Similarly, intensive sampling of 650 plots of 100m2 in a 48,000km2 tropical forest region in Guyana revealed that tree and soil carbon storage increased by 3.5–4 times across a gradient from 10 to 70 tree species. Yet, across a gradient from 5 to 35 mammal species within this same region, tree and soil carbon storage in the sampling plots increased 4–5 times. This additional boost in carbon storage is attributable to a diversity of animal species with medium-to-large bodies that have a diversity of functional roles in the ecosystem. Animals play a significant role in how much carbon plants, soil and sediments can capture, as they redistribute seeds and nutrients and disturb soil through digging, trampling, and nest-building. This is one of a growing number of examples from various land and ocean ecosystems showing that wild animals can substantially enhance negative emissions.
The data show the added atmospheric CO2 that could be held in ecosystems by using trophic rewilding as a natural climate solution. Additional ecosystem CO2 uptake represents amounts of carbon storage above levels estimated or measured in the absence of the focal animal.
Bison, which once numbered over 30 million and occupied 22 ecosystem types within 9.4 million km2 of the North American landscapes, now exist at 2% of their historical numbers, restricted to 1% of their historical range. Restoring populations to even a fraction of the landscape—places where conflict with humans would be minimal (that is, 1–16% of six shortgrass and tallgrass prairie regions) – could add an estimated 595Mt CO2 annually to prairie ecosystem storage primarily by reducing soil emissions.

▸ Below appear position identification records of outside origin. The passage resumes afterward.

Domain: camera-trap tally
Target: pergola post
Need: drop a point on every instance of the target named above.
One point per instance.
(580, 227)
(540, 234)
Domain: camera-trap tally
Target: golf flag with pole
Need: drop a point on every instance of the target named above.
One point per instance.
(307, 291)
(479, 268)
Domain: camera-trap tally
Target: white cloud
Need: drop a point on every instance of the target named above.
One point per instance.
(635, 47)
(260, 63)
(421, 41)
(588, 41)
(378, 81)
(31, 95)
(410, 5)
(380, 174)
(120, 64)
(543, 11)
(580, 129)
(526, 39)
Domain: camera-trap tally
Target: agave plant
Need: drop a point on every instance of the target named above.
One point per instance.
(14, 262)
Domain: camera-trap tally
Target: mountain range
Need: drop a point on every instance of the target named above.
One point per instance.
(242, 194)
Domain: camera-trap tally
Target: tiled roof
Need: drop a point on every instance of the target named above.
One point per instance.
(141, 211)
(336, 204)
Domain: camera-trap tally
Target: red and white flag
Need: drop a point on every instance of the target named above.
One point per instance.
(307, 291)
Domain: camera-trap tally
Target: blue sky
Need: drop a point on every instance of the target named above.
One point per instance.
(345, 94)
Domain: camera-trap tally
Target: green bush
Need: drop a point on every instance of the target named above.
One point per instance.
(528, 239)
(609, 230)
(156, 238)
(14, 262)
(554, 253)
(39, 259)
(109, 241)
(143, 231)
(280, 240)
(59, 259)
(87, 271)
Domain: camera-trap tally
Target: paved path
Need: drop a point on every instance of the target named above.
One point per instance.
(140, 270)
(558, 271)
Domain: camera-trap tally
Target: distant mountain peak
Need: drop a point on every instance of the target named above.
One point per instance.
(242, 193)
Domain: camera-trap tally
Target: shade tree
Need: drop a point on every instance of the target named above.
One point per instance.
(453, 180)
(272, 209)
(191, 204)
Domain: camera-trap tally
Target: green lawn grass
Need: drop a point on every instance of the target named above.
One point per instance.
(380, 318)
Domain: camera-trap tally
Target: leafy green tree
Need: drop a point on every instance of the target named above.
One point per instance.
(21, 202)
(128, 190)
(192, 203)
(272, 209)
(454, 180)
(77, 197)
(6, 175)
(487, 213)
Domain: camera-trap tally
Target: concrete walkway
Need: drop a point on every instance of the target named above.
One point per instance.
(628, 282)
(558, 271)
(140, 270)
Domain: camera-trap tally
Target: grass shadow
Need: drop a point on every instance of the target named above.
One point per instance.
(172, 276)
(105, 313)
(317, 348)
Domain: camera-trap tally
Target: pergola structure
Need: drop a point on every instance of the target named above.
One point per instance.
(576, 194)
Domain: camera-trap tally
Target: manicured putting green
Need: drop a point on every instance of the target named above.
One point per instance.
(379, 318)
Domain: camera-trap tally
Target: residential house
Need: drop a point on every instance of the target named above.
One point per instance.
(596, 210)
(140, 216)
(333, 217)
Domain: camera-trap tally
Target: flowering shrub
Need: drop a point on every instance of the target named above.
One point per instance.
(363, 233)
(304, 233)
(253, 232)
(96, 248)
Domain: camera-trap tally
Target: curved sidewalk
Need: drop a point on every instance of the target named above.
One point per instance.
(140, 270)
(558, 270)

Rewilding just nine wildlife species or species groups (African forest elephants, American bison, fish, gray wolves, musk oxen, sea otters, sharks, whales and wildebeest) in different ecosystems around the world, would contribute more than 95% of the annual requirement to achieve the global target of extracting 500 billion metric tons of carbon dioxide from the atmosphere by 2100. This in turn would help cap the global temperature rise at less than 1.5° Celsius (2.7° Fahrenheit) below pre-industrial levels, as called for in the Paris Agreement.
Trophic Rewilding
Using wild animal conservation explicitly to enhance carbon capture and storage is known as ‘animating the carbon cycle’. To do this certainly requires protecting and restoring species presences in ecosystems. However—and this is key—it requires protecting and restoring the ability of animal species to reach ecologically meaningful densities so that as they move and interact with each other they can fulfil their functional roles across landscapes and seascapes. To restore and protect animal functional roles in ecosystems is known as trophic rewilding.
The report suggests that to successfully reintroduce wildlife into areas where humans live, it’s important to work closely with local communities to address the complex social issues that can affect conservation efforts. This may include involving the local community in decision-making and governance processes, and taking into account their knowledge, values and attitudes toward rewilded species, as well as their cultural heritage, land rights and access to natural resources.